Visit during the winter months for a peaceful, transportive experience

Cuxa cloister. Danielle Oteri

The gardens are a big draw for visitors to the Cloisters, but I strongly recommend a visit to this branch of the Metropolitan Museum of Art in winter, particularly right after a snowstorm. Though you are definitely still in Manhattan, the Cloisters feels like a trip to medieval France or Italy. Snow often keeps away big crowds and the peace and solitude of the museum are unmatched anywhere in New York City.

The Cloisters was built between 1934 and 1938, While the building as a whole is modern, it incorporates pieces of late medieval structures including an apse from Spain and five ensembles of cloister capitals and columns from France. Medieval doorways, windows, and stone fragments are found in every gallery. It is an immersive experience where the collection of late medieval art is displayed in a context that suggests its original display or function. Even without looking too closely at the collection, a visit to the Cloisters is a dreamy, almost meditative journey.

The experience begins as you step off the subway.
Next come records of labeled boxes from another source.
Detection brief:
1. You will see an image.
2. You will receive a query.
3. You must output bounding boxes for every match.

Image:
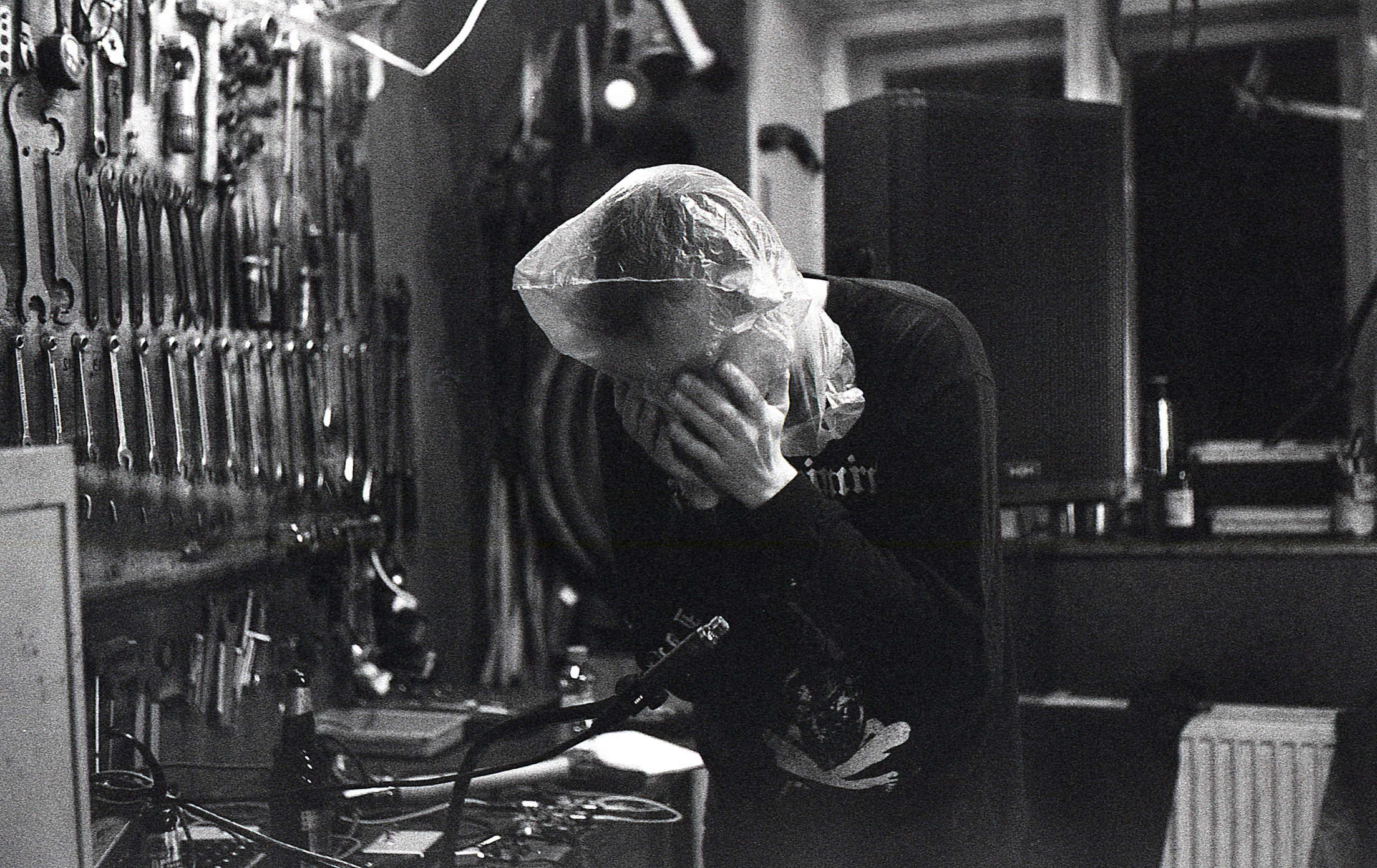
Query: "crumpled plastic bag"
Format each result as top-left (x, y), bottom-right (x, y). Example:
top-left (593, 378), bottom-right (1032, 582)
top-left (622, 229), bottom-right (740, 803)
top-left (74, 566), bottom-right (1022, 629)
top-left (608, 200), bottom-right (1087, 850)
top-left (512, 165), bottom-right (865, 456)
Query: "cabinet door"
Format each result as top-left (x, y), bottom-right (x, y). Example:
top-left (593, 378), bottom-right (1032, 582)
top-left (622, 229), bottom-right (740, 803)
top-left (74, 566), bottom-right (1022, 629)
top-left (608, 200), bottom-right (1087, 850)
top-left (0, 446), bottom-right (94, 868)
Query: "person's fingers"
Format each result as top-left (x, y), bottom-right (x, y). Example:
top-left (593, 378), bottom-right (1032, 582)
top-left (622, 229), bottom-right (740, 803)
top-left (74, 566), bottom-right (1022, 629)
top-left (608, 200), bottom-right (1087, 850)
top-left (665, 419), bottom-right (721, 475)
top-left (654, 420), bottom-right (709, 486)
top-left (764, 365), bottom-right (789, 413)
top-left (669, 375), bottom-right (737, 444)
top-left (716, 361), bottom-right (787, 419)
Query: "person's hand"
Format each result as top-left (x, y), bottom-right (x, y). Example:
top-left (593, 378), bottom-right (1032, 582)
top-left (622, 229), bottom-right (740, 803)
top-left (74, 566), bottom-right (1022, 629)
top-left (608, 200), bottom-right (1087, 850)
top-left (613, 382), bottom-right (721, 510)
top-left (661, 361), bottom-right (799, 509)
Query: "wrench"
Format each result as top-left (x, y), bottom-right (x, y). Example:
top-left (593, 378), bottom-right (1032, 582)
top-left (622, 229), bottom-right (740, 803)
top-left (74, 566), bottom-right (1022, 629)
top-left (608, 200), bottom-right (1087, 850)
top-left (278, 339), bottom-right (305, 492)
top-left (259, 340), bottom-right (296, 485)
top-left (190, 338), bottom-right (211, 479)
top-left (40, 335), bottom-right (66, 444)
top-left (44, 115), bottom-right (85, 325)
top-left (120, 164), bottom-right (152, 328)
top-left (139, 175), bottom-right (173, 328)
top-left (340, 343), bottom-right (362, 488)
top-left (74, 161), bottom-right (105, 328)
top-left (14, 335), bottom-right (33, 446)
top-left (185, 190), bottom-right (212, 328)
top-left (72, 335), bottom-right (100, 463)
top-left (87, 46), bottom-right (110, 158)
top-left (162, 336), bottom-right (192, 479)
top-left (358, 342), bottom-right (381, 505)
top-left (240, 340), bottom-right (271, 479)
top-left (6, 81), bottom-right (62, 319)
top-left (301, 340), bottom-right (334, 493)
top-left (99, 161), bottom-right (125, 328)
top-left (215, 338), bottom-right (240, 482)
top-left (135, 338), bottom-right (162, 475)
top-left (107, 335), bottom-right (134, 470)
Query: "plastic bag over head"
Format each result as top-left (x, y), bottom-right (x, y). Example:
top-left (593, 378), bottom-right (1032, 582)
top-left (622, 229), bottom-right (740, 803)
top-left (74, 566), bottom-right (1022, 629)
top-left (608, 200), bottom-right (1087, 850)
top-left (512, 165), bottom-right (865, 455)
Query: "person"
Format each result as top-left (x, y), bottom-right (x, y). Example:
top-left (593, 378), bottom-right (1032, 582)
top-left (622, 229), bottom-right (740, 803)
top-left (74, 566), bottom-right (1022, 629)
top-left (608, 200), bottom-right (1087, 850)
top-left (515, 167), bottom-right (1024, 868)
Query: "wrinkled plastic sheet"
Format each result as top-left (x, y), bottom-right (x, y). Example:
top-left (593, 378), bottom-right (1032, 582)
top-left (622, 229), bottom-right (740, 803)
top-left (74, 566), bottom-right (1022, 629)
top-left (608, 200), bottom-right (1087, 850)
top-left (512, 165), bottom-right (865, 455)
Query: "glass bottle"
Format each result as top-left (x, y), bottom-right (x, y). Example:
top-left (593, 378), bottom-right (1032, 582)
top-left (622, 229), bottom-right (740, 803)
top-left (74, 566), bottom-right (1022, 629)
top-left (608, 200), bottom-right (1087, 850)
top-left (268, 670), bottom-right (333, 868)
top-left (1151, 376), bottom-right (1197, 539)
top-left (559, 645), bottom-right (596, 737)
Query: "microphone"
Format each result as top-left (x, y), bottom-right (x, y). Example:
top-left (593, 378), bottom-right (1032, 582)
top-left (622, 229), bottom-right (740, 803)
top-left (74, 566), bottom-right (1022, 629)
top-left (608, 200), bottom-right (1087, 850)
top-left (343, 748), bottom-right (646, 803)
top-left (617, 615), bottom-right (731, 714)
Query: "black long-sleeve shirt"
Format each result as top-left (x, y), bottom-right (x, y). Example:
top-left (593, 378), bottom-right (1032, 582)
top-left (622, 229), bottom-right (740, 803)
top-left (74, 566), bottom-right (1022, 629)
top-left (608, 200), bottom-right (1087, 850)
top-left (598, 278), bottom-right (1020, 866)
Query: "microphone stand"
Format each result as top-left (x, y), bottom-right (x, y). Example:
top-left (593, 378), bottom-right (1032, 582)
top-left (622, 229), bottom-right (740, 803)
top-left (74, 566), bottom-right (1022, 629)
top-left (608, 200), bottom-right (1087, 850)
top-left (438, 616), bottom-right (729, 866)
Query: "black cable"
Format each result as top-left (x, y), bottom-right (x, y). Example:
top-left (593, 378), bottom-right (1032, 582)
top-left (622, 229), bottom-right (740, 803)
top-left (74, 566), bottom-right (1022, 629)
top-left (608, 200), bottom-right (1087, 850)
top-left (440, 691), bottom-right (647, 853)
top-left (1263, 268), bottom-right (1377, 446)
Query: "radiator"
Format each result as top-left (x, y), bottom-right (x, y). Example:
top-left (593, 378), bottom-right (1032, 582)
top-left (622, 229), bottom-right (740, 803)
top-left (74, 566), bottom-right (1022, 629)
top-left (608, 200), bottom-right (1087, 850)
top-left (1162, 705), bottom-right (1336, 868)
Take the A train to 190th Street and be sure to exit via the elevators to Fort Washington Avenue. (If you exit at street level and find yourself on Bennett Avenue, just go back to the station and take the elevators, no need to swipe your MetroCard again.) Once outside, you can wait for the M4 bus which will drive you through Fort Tryon Park, or you can walk. 

Fort Tryon Park, once the site of a revolutionary war battle, is composed of hills, paths, and plateaus for looking. From the subway, enter the park via Margaret Corbin Circle. The first sight you will see is the Heather Gardens which are spectacular year-round.

On a snowy day, there will be lots of local families out sledding and walk their dogs. You will also pass the New Leaf Cafe, a farm-to-table restaurant where you can stop for coffee, pastries or lunch. As you walk through the park, gaze upon the Hudson River where the only building you will see is St. Peter's College. In 1933 John D. Rockefeller, Jr purchased over 700 acres on the Palisades Cliffs in order to preserve the view from the Cloisters. A straight walk to the Cloisters via the main road (follow the bike path) takes about seven minutes.

A long walk through the park's paths can take 20-30 minutes. Take your time and enjoy it.

Inside the museum, the hub of the collection is the Cuxa cloister, a series of capitals carved in the 12th century for the monastery of San-Michel-de-Cuxa. From November through March, glass encloses the arcades from the garden, which creates the effect of gazing into a giant snow globe. The arcades are filled with potted plants that were known and cultivated in the Middle Ages. Sit at one of the benches near the heat grates and warm your back in the peaceful solitude of the cloister.

Galleries of the Cloisters

The galleries are usually very quiet on snowy days which will allow you long looks at the best treasures. And there are some tremendously important works you must not miss.

  • The Unicorn Tapestries: Woven around 1500, these wool, silk and gilt tapestries contain a narrative of a unicorn hunt. 
  • The Merode Altarpiece: a private devotional altarpiece made for a private home in the 1420s, this painting is the most famous work of the Northern Renaissance. In the center panel, the Archangel Gabriel brings news to the Virgin Mary who appears reading in her posh medieval townhouse. While the Holy Spirit is shown descending on her by the freshly extinguished candle, the tiny infant soul of Christ flies straight through an unbroken window, holding a cross, cruising right toward the Virgin's womb. Close looking at this extraordinary painting is endlessly rewarded.

The Cloisters is a small museum and it's possible to see the entire collection in two hours. Whether you take a guided tour, listen to the Audioguide or simply wander, the experience of the museum will quiet your mind and transport you to another time.